Influence of Cr and W addition on microstructure and mechanical properties of multi-step sintered Mo2FeB2-based cermets

Abstract

The influence of Cr and W addition on microstructure and mechanical properties of Mo2FeB2-based cermets, prepared by multi-step sintering, is systematically evaluated by XRD, SEM, EDS, and TEM. After liquid-phase sintering, the final microstructure of Cr-doped Mo2FeB2-based cermets is similar to that of traditional Mo2FeB2-based cermets. The cermet, with 2.5% Cr content, exhibits superior comprehensive mechanical properties, i.e., Rockwell hardness, transverse rupture strength (TRS) and fracture toughness of 87.6 HRA, 2179 MPa and 21.7 MPa m1/2, respectively.
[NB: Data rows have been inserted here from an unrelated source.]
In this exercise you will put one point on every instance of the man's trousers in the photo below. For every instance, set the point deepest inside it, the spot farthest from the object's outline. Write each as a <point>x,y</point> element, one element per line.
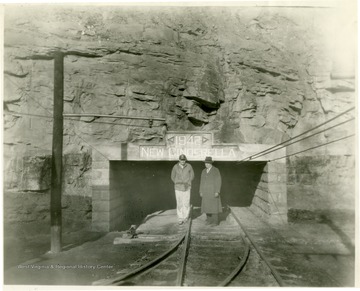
<point>182,204</point>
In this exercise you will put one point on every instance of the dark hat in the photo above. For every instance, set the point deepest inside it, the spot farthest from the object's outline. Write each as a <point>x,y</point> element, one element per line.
<point>208,160</point>
<point>182,157</point>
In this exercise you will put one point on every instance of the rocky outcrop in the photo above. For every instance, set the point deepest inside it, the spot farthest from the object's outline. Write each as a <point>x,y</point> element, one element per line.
<point>196,67</point>
<point>248,74</point>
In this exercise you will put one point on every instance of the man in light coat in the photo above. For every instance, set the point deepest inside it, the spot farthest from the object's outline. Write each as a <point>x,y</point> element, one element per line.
<point>182,175</point>
<point>210,186</point>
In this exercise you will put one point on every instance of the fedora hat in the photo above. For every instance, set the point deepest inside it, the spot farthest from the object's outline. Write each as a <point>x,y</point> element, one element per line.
<point>208,160</point>
<point>182,157</point>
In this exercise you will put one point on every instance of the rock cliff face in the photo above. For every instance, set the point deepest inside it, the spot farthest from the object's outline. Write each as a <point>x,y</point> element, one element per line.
<point>250,75</point>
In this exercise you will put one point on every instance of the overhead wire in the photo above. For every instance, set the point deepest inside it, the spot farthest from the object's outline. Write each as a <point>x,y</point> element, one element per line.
<point>249,158</point>
<point>306,137</point>
<point>351,135</point>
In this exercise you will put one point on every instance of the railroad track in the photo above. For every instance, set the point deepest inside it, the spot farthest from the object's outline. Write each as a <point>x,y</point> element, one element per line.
<point>203,256</point>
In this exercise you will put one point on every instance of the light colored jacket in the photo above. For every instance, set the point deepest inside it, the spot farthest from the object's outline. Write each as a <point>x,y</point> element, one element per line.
<point>182,177</point>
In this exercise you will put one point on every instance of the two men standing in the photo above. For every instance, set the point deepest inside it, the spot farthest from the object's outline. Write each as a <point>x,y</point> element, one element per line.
<point>182,175</point>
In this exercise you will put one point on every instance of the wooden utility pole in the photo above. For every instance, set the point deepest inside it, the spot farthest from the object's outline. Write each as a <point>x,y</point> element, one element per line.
<point>57,150</point>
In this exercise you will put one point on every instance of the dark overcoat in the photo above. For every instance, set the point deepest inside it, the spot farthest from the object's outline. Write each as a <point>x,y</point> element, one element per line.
<point>210,184</point>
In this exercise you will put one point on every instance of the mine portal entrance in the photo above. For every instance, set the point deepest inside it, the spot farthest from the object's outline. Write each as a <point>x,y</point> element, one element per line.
<point>143,187</point>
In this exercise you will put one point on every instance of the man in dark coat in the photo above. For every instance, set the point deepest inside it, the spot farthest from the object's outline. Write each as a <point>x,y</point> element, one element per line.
<point>210,185</point>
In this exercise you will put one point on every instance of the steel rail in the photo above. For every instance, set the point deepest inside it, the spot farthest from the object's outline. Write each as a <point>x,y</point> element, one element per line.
<point>273,271</point>
<point>114,281</point>
<point>242,263</point>
<point>238,268</point>
<point>180,276</point>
In contrast, for W-doped Mo2FeB2-based cermets, a large amount of W-enriched (Mo,Fe,W)3B2 solid solutions precipitated around undissolved Mo2FeB2 particles, resulting in the formation of black core/gray rim structure. Particularly, a transition layer, with several atomic layer thickness, is observed between (Mo,Fe,W)3B2 rim phase and Fe-based binder phase, which corresponds to B-deficient (Mo,Fe,W)3B2−x orthorhombic boride phase. Moreover, the lattice mismatch between (Mo,Fe,W)3B2 and (Mo,Fe,W)3B2−x is found to be 1.9%. When doped with 5 wt% W, Mo2FeB2-based cermet exhibit superior comprehensive mechanical properties with Rockwell hardness of 84.6 HRA, TRS of 2088 MPa and fracture toughness of 24.4 MPa m1/2. The increase of fracture toughness (KIC) can be ascribed to the presence of W-rich transition layer.